Racismo religioso e o Poder Judiciário: uma reflexão preliminar

Quando se pensa em racismo religioso, múltiplas facetas vêm à tona: sem pretensão de esgotar a temática, aponta-se a depredação de terreiros e de símbolos religiosos, a associação de Exu com o diabo da fé cristã e a reiterada utilização de expressões pela população com conotação negativa às religiões de matriz africana (o infame “chuta que é macumba”, por exemplo). Linhas e mais linhas deste texto poderiam ser gastas apenas para exemplificar situações de racismo religioso no Brasil – e uma simples pesquisa na aba de notícias do Google mostra a gravidade desta situação, muito longe de ser resolvida pelo Poder Público.

Não é necessário que se alongue muito nas diversas faces do racismo religioso: artigo anterior deste blog (https://institutovaldeniamenegon.com/o-racismo-religioso-e-suas-faces/) – que se recomenda a leitura – já tratou da temática. É incontroverso que o racismo religioso é estrutural e muito já se tratou sobre sua relação com as políticas públicas. Porém, pouco se fala de como o racismo religioso também se encontra permeado dentro da estrutura do Poder Judiciário e de como essa situação necessita igualmente de atenção: propõe-se, assim, apresentar a temática e inseri-la para o debate público, o que será retomado, certamente, em textos futuros a serem escritos para este mesmo espaço.

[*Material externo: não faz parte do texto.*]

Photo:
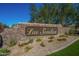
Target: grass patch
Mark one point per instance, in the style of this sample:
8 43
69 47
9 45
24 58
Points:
28 48
63 35
50 40
61 39
38 40
4 52
72 50
11 42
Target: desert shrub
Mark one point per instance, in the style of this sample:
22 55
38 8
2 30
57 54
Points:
11 42
28 48
42 44
4 51
50 40
51 37
38 40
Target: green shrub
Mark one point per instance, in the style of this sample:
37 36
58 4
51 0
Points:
4 52
11 42
51 37
42 44
50 40
61 39
38 40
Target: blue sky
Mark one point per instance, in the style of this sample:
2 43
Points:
14 13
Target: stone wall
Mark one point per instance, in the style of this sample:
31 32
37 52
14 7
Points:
18 31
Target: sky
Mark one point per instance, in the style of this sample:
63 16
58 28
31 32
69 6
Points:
14 13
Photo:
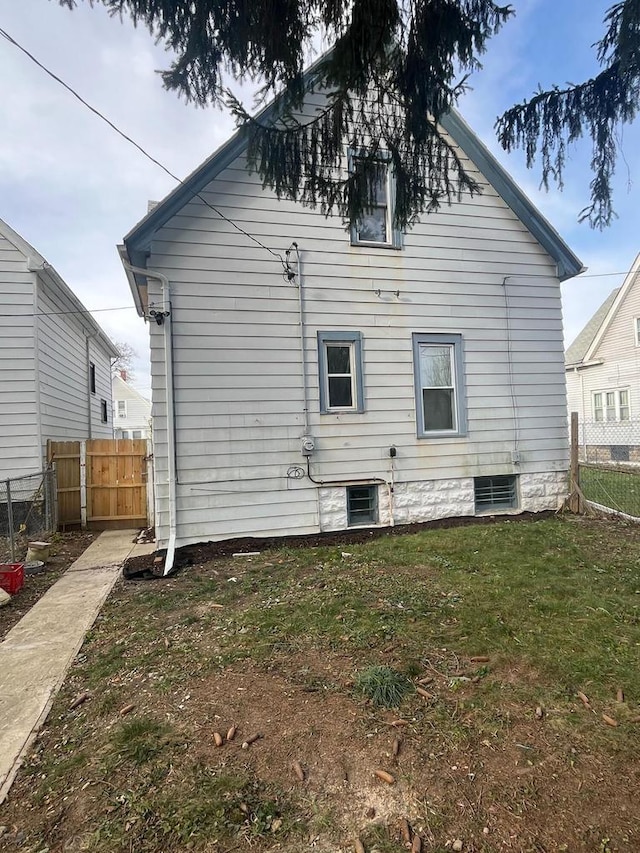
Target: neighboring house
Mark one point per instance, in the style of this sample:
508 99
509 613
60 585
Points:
377 379
603 375
131 411
55 361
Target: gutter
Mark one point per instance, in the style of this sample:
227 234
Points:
164 318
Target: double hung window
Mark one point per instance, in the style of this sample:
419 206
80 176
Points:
611 405
439 385
374 179
340 371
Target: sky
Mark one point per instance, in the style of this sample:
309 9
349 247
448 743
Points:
73 188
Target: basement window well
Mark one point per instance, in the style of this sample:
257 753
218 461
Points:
362 505
495 493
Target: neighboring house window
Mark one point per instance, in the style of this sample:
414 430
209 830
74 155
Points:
340 372
362 505
376 226
611 405
439 385
494 493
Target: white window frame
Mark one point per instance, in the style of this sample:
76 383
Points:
614 402
394 236
352 340
454 343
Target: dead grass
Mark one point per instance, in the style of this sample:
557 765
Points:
500 626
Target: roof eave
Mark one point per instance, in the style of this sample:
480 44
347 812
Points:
567 263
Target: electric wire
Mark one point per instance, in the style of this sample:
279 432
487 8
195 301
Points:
131 141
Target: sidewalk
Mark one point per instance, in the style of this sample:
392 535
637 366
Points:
37 652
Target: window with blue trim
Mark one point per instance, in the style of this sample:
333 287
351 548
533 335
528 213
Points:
340 372
375 228
439 385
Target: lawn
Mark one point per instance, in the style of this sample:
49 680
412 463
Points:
473 688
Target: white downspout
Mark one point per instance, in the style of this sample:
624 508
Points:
166 321
303 355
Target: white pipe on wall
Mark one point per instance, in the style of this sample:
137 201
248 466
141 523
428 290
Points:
171 420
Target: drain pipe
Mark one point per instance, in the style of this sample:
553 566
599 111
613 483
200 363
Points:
163 318
303 356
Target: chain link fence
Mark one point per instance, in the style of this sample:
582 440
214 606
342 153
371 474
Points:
609 459
27 510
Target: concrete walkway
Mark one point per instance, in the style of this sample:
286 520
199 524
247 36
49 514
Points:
36 653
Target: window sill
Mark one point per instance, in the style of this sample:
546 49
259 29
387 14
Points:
363 245
438 435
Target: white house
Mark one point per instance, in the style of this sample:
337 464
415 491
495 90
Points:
55 361
603 375
370 381
131 411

Há duas formas de analisar o racismo religioso na esfera Judiciária: tanto sob a ótica de como os Tribunais enfrentam a repressão aos atos discriminatórios e atentatórios à liberdade de religião dos praticantes de fés de matriz africana (especialmente o Candomblé) – uma perspectiva mais casuística – como através das nuances da estrutura destas instituições ao julgar estes casos, a revelar determinados padrões de comportamento – uma perspectiva mais institucional. 

A despeito de serem ambas igualmente relevantes, a ótica casuística ainda esbarra na escassez de leis que visem a reprimir de maneira efetiva o racismo religioso e que tenham sua aplicação respeitada pelos Tribunais.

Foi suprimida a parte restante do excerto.